ExaData Express Cloud Serviceの概要

 また、Oracle Database 12c Release2は、マルチテナント、シャーディング、インメモリといった特徴をさらに強化。まずは、ExaData Express Cloud Service向けに提供。11月にEnterprise Cloud ServiceおよびExaData Cloud Serviceに、12月にはExaData Cloud Machine向けに提供する。

 「これまではオンプレミス向けに最初に提供していたが、今回はクラウド向けを先に出す形へと変えた。まずクラウドで先行利用してから、オンプレミスへ移行するといった使い方もできる」とした。

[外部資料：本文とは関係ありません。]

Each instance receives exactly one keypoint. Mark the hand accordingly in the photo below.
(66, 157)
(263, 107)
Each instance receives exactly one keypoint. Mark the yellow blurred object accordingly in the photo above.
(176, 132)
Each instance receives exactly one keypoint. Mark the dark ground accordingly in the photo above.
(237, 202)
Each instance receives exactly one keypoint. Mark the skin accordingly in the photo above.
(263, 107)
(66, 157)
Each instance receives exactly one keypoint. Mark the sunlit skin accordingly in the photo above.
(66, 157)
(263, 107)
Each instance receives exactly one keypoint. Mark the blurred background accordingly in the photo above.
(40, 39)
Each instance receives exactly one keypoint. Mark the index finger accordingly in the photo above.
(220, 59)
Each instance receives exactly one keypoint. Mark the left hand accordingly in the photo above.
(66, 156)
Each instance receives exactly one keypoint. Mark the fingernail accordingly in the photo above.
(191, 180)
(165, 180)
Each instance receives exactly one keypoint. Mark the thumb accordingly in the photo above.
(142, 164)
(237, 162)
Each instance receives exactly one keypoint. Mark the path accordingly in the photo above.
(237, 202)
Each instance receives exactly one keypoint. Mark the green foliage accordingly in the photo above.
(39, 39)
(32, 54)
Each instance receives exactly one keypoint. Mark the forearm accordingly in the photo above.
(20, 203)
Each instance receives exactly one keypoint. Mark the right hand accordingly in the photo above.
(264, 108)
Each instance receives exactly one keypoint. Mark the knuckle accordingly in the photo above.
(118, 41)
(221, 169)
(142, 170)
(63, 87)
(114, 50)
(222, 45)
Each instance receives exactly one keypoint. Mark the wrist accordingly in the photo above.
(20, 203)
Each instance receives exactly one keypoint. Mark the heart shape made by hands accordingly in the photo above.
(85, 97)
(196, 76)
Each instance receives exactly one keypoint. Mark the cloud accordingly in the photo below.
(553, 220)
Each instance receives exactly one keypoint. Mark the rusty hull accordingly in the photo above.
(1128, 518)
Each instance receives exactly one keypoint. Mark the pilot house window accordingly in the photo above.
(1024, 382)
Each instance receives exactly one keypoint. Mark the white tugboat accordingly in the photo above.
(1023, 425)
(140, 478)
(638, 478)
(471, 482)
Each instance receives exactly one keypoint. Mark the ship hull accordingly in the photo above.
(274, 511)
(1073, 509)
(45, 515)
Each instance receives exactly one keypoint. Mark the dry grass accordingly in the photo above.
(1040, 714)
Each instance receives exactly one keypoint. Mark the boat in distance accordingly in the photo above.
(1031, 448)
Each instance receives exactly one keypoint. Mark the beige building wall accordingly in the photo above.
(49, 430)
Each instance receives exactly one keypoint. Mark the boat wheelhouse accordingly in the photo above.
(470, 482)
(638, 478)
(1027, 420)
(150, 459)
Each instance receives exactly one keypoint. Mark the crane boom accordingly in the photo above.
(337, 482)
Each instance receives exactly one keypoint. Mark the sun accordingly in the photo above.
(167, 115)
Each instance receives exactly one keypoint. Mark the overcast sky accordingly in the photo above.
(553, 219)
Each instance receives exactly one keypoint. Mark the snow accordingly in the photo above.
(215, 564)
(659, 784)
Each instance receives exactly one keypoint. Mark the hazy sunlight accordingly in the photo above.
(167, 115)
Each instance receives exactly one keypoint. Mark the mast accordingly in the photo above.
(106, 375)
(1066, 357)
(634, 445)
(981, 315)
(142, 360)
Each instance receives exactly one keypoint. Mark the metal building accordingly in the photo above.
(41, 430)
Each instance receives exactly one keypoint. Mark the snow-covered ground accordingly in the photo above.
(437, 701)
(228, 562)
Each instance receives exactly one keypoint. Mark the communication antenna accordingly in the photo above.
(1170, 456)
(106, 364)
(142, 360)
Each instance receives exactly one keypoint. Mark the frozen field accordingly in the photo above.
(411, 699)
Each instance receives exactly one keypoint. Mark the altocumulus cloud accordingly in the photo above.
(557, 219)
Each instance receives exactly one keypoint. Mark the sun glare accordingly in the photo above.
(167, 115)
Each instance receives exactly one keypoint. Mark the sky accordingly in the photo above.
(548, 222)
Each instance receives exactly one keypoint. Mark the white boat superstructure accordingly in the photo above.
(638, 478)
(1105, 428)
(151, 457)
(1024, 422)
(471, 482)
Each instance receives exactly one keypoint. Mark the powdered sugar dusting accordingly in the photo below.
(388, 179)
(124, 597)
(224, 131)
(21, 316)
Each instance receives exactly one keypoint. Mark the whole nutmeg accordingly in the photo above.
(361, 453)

Oracle Database 12c Release2の特徴

 さらにVisual Assistant Chatbot Platformを発表。新たなモバイルUIを活用しながら、利用者がスマホやタブレットにテキストで自然言語で書き込めば、対話型の仕組みで、業務を支援してくれる様子をデモンストレーションした。

 ここでは、エリソン氏が対話をしながら、新たに名刺を発注する様子を披露。CEOの肩書きのままだったので、ChatbotがHCMシステムをチェックするように要請。それをもとに、CTOの肩書きに変更した様子をみせた。

 「これは新たな世代のインターフェイスになるものだ」とした。

Visual Assistant Chatbot Platformの概要
Chatbotで名刺の印刷を発注する様子

 そのほか、マシンラーニングについても言及。「日常使用するアプリのなかで、使えるものになってきた」として、Oracleデータクラウドによる50億人のデータをもとに、消費者の購買予測やサイトの効率的なデザインなどにおいて活用ができるといった使い道にも触れ、今後、Oracleのサービスのなかにマシンラーニングの活用を取り込んでいく方向性を示した。

マシンラーニングへの取り組みにも言及

 講演は、当初予定を上回り約1時間20分に達したが、クラウドへのさらなる注力ぶりを示すとともに、その進ちょくが予想を上回る形で進んでいることを示すものになった。そして、先行するクラウドベンダーを意識した発言が多かった基調講演だったといえる。

Project APOLLOを紹介

 一方、エリソン氏の基調講演を前に登壇した米Intel データセンターグループ担当のダイアン・ブライアント(Diane Bryant) エグゼクティブバイスプレジデントは、「Rise of the Enterprise: Delivering the Next Wave of Opportunity」をテーマに講演した。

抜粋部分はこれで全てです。